Same for the third one, we have the more or less the same architecture as the first model but we change the optimizer for the rmsprop.

In [13]:
# Model 3 with rmsprop optimizer
train_labels_encoding = to_categorical(train_labels, 100)
valid_labels_encoding = to_categorical(valid_labels, 100)

train_data_normalized = train_data / 255.0
valid_data_normalized = valid_data / 255.0

model = models.Sequential()
model.add(layers.Conv2D(32, (3, 3), activation='relu', input_shape=(32, 32, 3)))
model.add(layers.MaxPooling2D((2, 2)))
model.add(layers.Conv2D(64, (3, 3), activation='relu'))
model.add(layers.MaxPooling2D((2, 2)))
model.add(layers.Flatten())
model.add(layers.Dense(256, activation='relu'))
model.add(layers.Dense(100, activation='softmax'))  # 100 classes for CIFAR-100
model.compile(optimizer=optimizers.RMSprop(learning_rate=0.01), loss='categorical_crossentropy', metrics=['accuracy'])

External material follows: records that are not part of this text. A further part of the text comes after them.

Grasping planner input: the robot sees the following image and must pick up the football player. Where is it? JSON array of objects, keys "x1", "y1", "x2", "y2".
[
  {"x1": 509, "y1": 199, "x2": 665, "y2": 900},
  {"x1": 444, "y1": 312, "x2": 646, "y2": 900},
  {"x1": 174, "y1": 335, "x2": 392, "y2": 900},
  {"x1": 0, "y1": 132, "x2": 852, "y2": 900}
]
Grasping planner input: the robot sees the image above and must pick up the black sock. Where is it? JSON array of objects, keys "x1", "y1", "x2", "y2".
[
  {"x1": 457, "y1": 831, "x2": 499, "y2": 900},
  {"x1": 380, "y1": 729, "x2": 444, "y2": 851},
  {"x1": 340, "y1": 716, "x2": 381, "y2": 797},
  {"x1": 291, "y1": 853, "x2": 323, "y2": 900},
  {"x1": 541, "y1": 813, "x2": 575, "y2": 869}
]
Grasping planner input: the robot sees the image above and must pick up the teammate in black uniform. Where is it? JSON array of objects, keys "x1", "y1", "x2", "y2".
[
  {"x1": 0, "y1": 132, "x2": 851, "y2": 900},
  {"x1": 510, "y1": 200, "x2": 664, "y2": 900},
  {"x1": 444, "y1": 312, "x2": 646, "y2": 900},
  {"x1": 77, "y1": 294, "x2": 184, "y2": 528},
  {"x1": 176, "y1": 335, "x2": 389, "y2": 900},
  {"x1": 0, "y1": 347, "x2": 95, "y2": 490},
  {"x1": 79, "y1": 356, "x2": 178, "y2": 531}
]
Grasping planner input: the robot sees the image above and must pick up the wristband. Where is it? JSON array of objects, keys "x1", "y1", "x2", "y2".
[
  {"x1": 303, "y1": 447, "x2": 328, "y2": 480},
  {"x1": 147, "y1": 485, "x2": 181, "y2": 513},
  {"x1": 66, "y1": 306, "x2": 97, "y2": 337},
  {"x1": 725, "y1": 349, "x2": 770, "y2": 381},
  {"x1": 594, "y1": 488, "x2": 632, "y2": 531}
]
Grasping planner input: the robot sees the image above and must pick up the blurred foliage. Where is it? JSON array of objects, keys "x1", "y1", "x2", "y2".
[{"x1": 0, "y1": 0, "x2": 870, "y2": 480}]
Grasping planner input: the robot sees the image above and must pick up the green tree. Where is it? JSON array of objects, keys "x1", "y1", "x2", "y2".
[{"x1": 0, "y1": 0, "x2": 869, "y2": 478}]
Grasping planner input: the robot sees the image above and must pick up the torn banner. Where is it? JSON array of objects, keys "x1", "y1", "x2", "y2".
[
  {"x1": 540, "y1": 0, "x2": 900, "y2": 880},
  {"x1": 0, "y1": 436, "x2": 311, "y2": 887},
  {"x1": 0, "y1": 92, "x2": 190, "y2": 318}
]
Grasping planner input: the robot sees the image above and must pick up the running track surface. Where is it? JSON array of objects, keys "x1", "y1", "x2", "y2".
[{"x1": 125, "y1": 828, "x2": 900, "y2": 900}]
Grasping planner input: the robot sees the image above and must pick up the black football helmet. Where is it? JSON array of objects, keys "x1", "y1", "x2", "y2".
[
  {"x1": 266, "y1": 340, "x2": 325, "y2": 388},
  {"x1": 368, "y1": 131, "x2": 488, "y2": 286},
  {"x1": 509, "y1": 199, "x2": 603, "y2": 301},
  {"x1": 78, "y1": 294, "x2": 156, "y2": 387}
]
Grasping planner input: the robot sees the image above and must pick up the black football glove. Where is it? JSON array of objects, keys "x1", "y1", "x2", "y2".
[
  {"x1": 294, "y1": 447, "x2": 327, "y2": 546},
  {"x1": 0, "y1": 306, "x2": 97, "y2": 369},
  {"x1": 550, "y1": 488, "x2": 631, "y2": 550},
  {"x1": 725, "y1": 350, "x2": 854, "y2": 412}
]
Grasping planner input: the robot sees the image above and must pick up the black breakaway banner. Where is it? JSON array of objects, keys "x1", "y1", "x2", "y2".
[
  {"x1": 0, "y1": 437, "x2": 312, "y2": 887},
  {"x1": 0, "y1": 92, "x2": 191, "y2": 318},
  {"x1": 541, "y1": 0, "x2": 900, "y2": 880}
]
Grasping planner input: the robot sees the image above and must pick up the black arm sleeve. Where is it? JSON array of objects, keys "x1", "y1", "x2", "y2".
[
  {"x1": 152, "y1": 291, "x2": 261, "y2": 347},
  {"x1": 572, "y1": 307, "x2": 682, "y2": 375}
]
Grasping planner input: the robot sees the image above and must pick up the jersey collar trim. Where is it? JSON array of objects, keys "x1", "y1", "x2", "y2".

history = model.fit(train_data_normalized, train_labels_encoding, epochs=10, validation_data=(valid_data_normalized, valid_labels_encoding))


Epoch 1/10
Epoch 2/10
Epoch 3/10
Epoch 4/10
Epoch 5/10
Epoch 6/10
Epoch 7/10
Epoch 8/10
Epoch 9/10
Epoch 10/10


In [14]:
test_loss, test_accuracy = model.evaluate(testEntire_normalized, test_labels_encoding)
print(f' Test loss: {test_loss}, Test accuracy: {test_accuracy}')

 Test loss: 3.856492519378662, Test accuracy: 0.1266999989748001


For the fourth model, we added one convulotional layer and a dropout regularization with a probability of 0.5 to do something against overfitting we got before.

In [25]:
#model 4
from keras.layers import Dropout
train_labels_encoding = to_categorical(train_labels, 100)
valid_labels_encoding = to_categorical(valid_labels, 100)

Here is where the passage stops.